In nearby Indonesia, gold smuggling still goes on. Customs officials at Jakarta airport in January 1980 seized about 54 kilograms of gold worth SGD$3 million packed in condoms to be smuggled out to Singapore. Two smugglers were arrested.
The Inquiry
IN SINGAPORE, AS IN OTHER COUNTRIES, when murder is suspected, a judicial inquiry is held to determine whether the accused has a case to answer. The inquiry into the death of Ngo Cheng Poh, and his two employees, took nine days. It was held in the Fourth District Court before the magistrate, Mr F.G. Remedios. The prosecutor was Mr S. Rajendran, Senior State Counsel. He argued the police case presented by the Investigating Officer, Superintendent Chia Quee Kee, assisted by Detective Inspector Oh Chye Bee. The former Chief State Counsel, Mr Francis T. Seow, now in private practice, appeared for the two brothers. Mr N.C. Goho represented Richard James, Stephen Francis and Konesekaram Nagalingam. Mr G. Gopalan appeared for Peter Lim Swee Guan, and
Mr Leo Fernando defended Alex Yau Hean Thye. Mr John Tan appeared for Stephen Lee Hock Khoon. Singapore’s leading criminal lawyer, Mr David Marshall (who became Singapore’s Ambassador to France when he retired from the Bar in 1978), held a watching brief for ‘certain prosecution witnesses’. They were never named. Mr T.W. Ong held a watching brief for Air Vietnam, and Mr S.K. Lee watched the interests of Mr Ngo’s family. Mr P. Suppiah held a watching brief for Augustine Ang, the State’s chief prosecution witness.

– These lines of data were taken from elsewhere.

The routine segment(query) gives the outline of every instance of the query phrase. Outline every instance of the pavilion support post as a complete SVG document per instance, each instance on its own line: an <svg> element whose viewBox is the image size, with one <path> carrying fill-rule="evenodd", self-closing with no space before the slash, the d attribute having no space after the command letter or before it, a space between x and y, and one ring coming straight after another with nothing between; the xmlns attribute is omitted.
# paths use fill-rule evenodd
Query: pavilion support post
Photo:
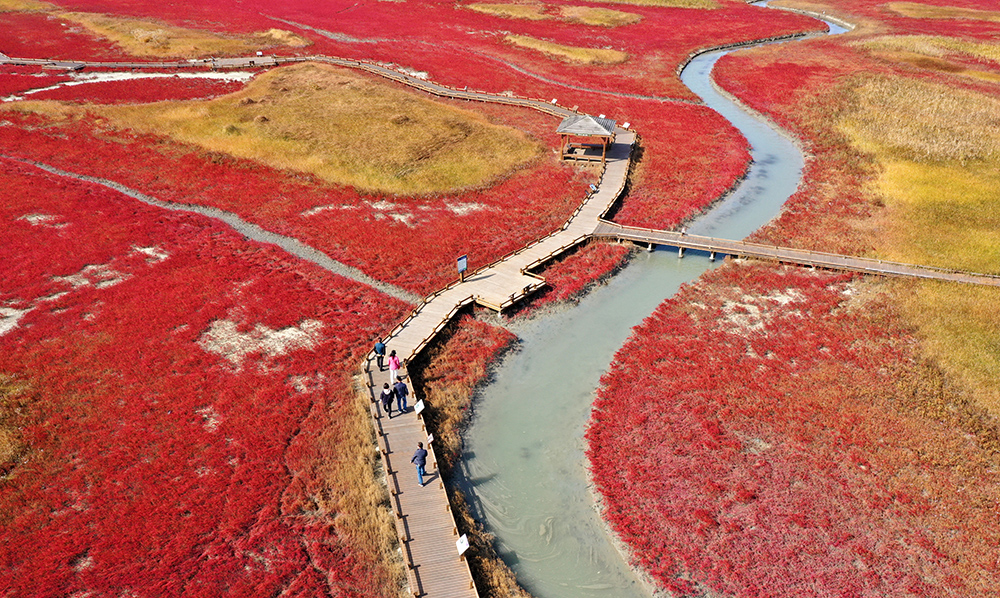
<svg viewBox="0 0 1000 598"><path fill-rule="evenodd" d="M684 248L683 247L678 247L677 248L677 257L684 257Z"/></svg>
<svg viewBox="0 0 1000 598"><path fill-rule="evenodd" d="M714 262L715 261L715 252L714 251L708 254L708 261L710 261L710 262Z"/></svg>

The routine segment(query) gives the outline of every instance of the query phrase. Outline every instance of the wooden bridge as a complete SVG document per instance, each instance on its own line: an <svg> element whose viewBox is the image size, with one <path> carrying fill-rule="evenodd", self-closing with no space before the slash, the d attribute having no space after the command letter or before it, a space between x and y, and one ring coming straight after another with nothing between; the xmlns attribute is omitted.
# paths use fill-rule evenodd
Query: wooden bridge
<svg viewBox="0 0 1000 598"><path fill-rule="evenodd" d="M33 64L68 70L79 70L86 67L122 69L259 68L303 61L325 62L364 70L442 97L523 106L557 117L576 114L575 107L573 109L563 108L558 106L554 99L548 101L516 98L468 89L459 90L430 83L383 65L326 56L292 58L256 56L141 63L18 59L0 55L0 64ZM561 229L535 241L524 249L480 268L467 275L464 281L456 281L425 298L402 322L384 335L388 349L395 350L401 358L410 361L427 346L462 307L476 303L500 311L513 305L544 285L544 281L530 273L530 270L591 237L617 238L645 243L650 246L667 245L677 247L680 252L685 249L704 251L712 258L722 255L746 256L888 276L916 276L974 284L1000 285L1000 277L992 275L954 272L880 260L684 235L670 231L625 227L603 220L603 216L625 188L632 147L635 142L635 134L629 130L619 127L615 133L616 141L608 152L607 162L601 172L600 184L595 186L593 192L586 197ZM405 375L405 368L400 373ZM389 381L388 370L378 371L374 365L374 355L369 354L364 366L364 376L369 398L374 401L382 384ZM411 402L415 402L416 399L416 396L411 396ZM414 596L431 598L475 598L478 595L475 583L467 563L459 557L456 548L458 529L449 510L444 484L437 472L434 445L433 442L428 442L428 431L421 416L411 405L410 411L406 414L389 419L380 412L375 402L372 403L371 413L378 447L383 457L386 482L391 495L396 530L400 539L411 592ZM417 484L416 472L409 463L417 442L424 442L429 450L428 476L426 478L428 484L424 487Z"/></svg>
<svg viewBox="0 0 1000 598"><path fill-rule="evenodd" d="M947 280L966 284L1000 286L1000 276L993 274L962 272L959 270L947 270L931 266L902 264L872 258L852 257L847 255L838 255L835 253L823 253L820 251L808 251L804 249L791 249L788 247L776 247L774 245L748 243L746 241L715 239L712 237L687 235L673 231L622 226L607 220L601 220L600 223L598 223L597 227L594 229L593 236L611 237L637 243L646 243L649 246L665 245L668 247L676 247L679 255L681 256L684 255L685 249L692 249L709 254L709 257L713 260L719 256L724 257L731 255L733 257L753 257L787 264L799 264L802 266L828 268L831 270L862 272L865 274L877 274L880 276L932 278L936 280Z"/></svg>

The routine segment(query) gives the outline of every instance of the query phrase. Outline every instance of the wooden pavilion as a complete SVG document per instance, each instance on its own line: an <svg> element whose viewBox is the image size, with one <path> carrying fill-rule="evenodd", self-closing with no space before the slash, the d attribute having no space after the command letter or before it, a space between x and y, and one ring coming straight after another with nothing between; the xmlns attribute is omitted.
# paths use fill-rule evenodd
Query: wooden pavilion
<svg viewBox="0 0 1000 598"><path fill-rule="evenodd" d="M559 155L563 160L601 161L604 164L608 148L615 142L615 121L604 116L589 114L574 114L567 116L559 124L556 133L562 135L559 144ZM574 141L573 139L597 139L594 141ZM600 150L600 155L594 150Z"/></svg>

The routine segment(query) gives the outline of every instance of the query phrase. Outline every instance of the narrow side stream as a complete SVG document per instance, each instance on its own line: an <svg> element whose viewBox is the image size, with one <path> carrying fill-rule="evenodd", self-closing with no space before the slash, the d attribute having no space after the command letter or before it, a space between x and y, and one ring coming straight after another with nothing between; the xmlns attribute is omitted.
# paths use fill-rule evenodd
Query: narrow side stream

Mr Rajendran made his opening address on 4 May 1972. As the Solicitor-General, Mr A.W. Ghows, was to point out at the trial more than a year later, the purpose of a preliminary inquiry is purely to ensure that no one was made to stand trial unless a prima facie case is made out against him. “All that the Court below has to do is to record enough evidence to commit the nine accused to trial,” Mr Ghows had declared.
Mr Rajendran told how the Chou brothers, Andrew, aged 31, and David, aged 34, out for revenge, plotted the killing of two or three businessmen. The brothers had asked two friends to round up a few boys to do the job for which they were prepared to pay $20,000. He said the job had to be clean and quiet and ropes were to be used to strangle the men quietly. They were to knock them off at the Chou brothers’ home and take them elsewhere for burial. David Chou, a divorcee with two young daughters, was a university graduate and sales manager at a commercial firm. Andrew was an air traffic supervisor with Air Vietnam. Andrew was involved with three syndicates in smuggling gold. “In October last year,” said the Senior State Counsel, “a sum of US$235,000 which had arrived on an Air Vietnam flight as payment to the three syndicates for gold, was missing. Andrew was pressured to find it. Andrew suspected that it had been stolen by certain members of the airport staff. After a few days of investigation, most of the money was recovered from Chua Nguan Key, a traffic hand.”
As a result of this episode, relationships between the syndicates and Andrew were strained. The three syndicates were: Ngo Cheng Poh of Kee Guan Import-Export Co., in Pekin Street; Chee Pui Cheng, proprietor of Eastern Watch Co., and Lee Bor, proprietor of Lee Tong Heng Import-Export. Mr Rajendran said that Chee Pui Cheng did not trust Andrew anymore. He ceased exporting gold through him. Lee Bor sent only one more consignment through Andrew. This made Andrew angry. His income from gold trafficking was considerably reduced. It was then that Andrew planned Ngo’s murder and plotted to rob him of gold worth half a million dollars. Mr Rajendran said that after about two months of planning and the recruiting of seven people, the two brothers murdered Ngo (55 years old) and two of his employees, Leong Chin Woo (51 years old) and Ang Boon Chai (57 years old). The murder took place at Chou’s home at 19, Chepstow Close in Serangoon Garden Estate at midnight, on 29 December 1971.